On assignment for several years Anderson Cooper had very slowly become desensitized to the violence he was witnessing around him; the horrors of the Rwandan Genocide became trivial: "I would see a dozen bodies and think, you know it's a dozen, it's not so bad." One particular incident, however, snapped him out of it:
On the side of the road Cooper came across five bodies that had been in the sun for several days . The skin of a woman's hand was peeling off like a glove. Revealing macabre fascination, Copper whipped out his disposable camera and took a closeup photograph for his personal album. As he did, someone took a photo of him. Later that person showed Cooper the photo, saying, "You need to take a look at what you were doing." And that's when he realized he had to stop - "I've got to report on some state fairs or a beauty pageant or something, to just, like, remind myself of some perspective."
The first event that I ever signed up for was the Honolulu Marathon. Prior to that, the longest that I had run was probably 10km and never in a race. Once I had committed myself, I set to work developing my training program with help of a veteran coach, and part of it included registering and running in the North Shore Half Marathon.

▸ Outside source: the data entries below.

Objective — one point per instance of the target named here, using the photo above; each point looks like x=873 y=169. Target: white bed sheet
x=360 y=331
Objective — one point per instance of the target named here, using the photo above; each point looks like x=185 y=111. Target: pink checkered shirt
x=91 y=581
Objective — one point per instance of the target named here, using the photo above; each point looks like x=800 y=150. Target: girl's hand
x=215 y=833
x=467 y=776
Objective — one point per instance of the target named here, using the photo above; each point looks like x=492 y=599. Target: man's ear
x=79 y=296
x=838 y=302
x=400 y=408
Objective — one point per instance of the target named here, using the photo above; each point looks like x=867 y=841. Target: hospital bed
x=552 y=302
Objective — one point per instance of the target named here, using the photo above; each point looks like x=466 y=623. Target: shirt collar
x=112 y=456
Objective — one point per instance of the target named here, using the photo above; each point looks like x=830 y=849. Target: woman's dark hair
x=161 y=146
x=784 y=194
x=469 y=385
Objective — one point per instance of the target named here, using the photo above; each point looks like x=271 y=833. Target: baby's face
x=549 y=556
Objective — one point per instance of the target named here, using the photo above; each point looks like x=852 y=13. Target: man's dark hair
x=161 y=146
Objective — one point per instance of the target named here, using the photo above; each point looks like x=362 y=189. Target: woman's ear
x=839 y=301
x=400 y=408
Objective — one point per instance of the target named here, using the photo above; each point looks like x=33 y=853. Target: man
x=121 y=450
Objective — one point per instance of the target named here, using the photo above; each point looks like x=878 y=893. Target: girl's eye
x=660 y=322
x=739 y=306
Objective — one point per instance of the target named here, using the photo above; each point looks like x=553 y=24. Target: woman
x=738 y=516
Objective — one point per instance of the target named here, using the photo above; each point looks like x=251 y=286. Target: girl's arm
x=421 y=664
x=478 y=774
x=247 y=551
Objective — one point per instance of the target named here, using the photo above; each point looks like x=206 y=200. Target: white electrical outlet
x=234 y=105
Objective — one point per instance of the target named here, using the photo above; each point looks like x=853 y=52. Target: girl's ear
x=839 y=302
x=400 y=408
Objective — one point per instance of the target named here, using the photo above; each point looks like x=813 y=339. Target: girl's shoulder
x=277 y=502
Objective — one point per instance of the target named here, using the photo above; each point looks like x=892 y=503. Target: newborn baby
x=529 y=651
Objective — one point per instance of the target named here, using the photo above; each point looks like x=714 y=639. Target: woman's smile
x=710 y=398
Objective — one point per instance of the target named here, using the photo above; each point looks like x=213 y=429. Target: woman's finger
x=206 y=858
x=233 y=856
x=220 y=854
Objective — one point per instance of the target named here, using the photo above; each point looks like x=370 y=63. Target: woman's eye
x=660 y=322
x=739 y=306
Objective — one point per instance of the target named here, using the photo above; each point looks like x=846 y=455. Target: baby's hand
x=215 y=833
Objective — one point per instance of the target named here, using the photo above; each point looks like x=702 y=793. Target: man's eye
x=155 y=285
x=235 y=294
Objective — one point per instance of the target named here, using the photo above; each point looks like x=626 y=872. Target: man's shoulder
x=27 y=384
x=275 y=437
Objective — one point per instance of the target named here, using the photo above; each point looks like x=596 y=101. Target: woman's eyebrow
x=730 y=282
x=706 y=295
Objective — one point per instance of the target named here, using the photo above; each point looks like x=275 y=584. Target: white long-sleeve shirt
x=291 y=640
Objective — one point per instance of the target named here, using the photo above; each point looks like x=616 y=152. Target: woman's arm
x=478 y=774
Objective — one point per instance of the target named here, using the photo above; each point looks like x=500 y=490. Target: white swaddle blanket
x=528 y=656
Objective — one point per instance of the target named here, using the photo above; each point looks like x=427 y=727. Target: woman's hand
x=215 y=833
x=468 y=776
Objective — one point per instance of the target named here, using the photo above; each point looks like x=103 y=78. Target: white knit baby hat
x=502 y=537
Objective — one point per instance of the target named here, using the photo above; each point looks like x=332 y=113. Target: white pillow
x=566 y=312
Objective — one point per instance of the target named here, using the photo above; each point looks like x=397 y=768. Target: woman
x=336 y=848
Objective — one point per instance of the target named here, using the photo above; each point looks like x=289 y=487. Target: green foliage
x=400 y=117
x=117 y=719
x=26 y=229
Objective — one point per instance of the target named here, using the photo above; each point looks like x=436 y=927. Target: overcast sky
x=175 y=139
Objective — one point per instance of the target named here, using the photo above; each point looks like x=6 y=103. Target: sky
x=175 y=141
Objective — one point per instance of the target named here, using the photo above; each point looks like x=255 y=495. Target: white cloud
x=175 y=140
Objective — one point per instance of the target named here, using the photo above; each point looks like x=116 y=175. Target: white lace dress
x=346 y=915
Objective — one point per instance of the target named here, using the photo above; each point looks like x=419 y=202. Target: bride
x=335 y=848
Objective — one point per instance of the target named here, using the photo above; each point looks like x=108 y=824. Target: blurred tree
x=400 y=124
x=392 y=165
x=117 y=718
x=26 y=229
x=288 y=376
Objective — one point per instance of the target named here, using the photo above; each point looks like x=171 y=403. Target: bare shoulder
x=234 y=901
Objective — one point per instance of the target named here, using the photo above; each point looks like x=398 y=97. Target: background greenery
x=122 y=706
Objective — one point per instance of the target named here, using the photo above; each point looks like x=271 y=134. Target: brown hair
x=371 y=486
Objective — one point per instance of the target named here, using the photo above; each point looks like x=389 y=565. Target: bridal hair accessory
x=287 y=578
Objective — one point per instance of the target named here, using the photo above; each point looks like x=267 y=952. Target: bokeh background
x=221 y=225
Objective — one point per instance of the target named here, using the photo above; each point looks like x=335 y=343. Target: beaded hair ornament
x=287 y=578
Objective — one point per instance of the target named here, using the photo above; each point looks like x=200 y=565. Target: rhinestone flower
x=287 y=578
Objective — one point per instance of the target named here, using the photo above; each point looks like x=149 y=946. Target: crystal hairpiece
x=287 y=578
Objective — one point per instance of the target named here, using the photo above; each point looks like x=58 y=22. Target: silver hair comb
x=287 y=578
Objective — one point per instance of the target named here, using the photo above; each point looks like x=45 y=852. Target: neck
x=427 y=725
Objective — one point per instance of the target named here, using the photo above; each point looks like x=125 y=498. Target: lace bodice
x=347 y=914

I can still remember the days leading up to the race, I was so nervous. So nervous in fact, that on the morning of the race I almost didn't get out of the car in time to make it to the start line. Needless to say, I did race that day and have been ever since. But one thing stuck with me, how blase everyone around me was about me completing a half marathon.
I understand we do this all the time, and it's easy to forget what your first race felt like when so many others have happened between then and now but sometimes, just like Anderson, it's good to remind yourself of some perspective and remember that this is someone else's first race.